I'm attempting to cast multiple String columns to integers in a dataframe using PySpark 2.1.0. The data set is a rdd to begin, when created as a dataframe it generates the following error:
TypeError: StructType can not accept object 3 in type <class 'int'>
A sample of what I'm trying to do:
import pyspark.sql.types as typ
from pyspark.sql.functions import *
labels = [
('A', typ.StringType()),
('B', typ.IntegerType()),
('C', typ.IntegerType()),
('D', typ.IntegerType()),
('E', typ.StringType()),
('F', typ.IntegerType())
]
rdd = sc.parallelize(["1", 2, 3, 4, "5", 6])
schema = typ.StructType([typ.StructField(e[0], e[1], False) for e in labels])

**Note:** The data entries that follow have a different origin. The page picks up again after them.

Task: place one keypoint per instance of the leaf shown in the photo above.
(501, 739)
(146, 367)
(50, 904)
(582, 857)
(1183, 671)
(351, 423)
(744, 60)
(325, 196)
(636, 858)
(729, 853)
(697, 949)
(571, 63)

df = spark.createDataFrame(rdd, schema)
df.show()
cols_to_cast = [dt[0] for dt in df.dtypes if dt[1]=='string']
#df2 = df.select(*(c.cast("integer").alias(c) for c in cols_to_cast))
df2 = df.select(*( df[dt[0]].cast("integer").alias(dt[0])
for dt in df.dtypes if dt[1]=='string'))
df2.show()
The problem to begin with is the dataframe is not being created based on the RDD. Thereafter, I have tried two ways to cast (df2), the first is commented out.
Any suggestions? Alternatively is there anyway I could use the .withColumn functions for casting all columns in 1 go, instead of specifying each column? The actual dataset, although not large, has many columns.
map
to a new RDD with your casted columns – OneCricketeer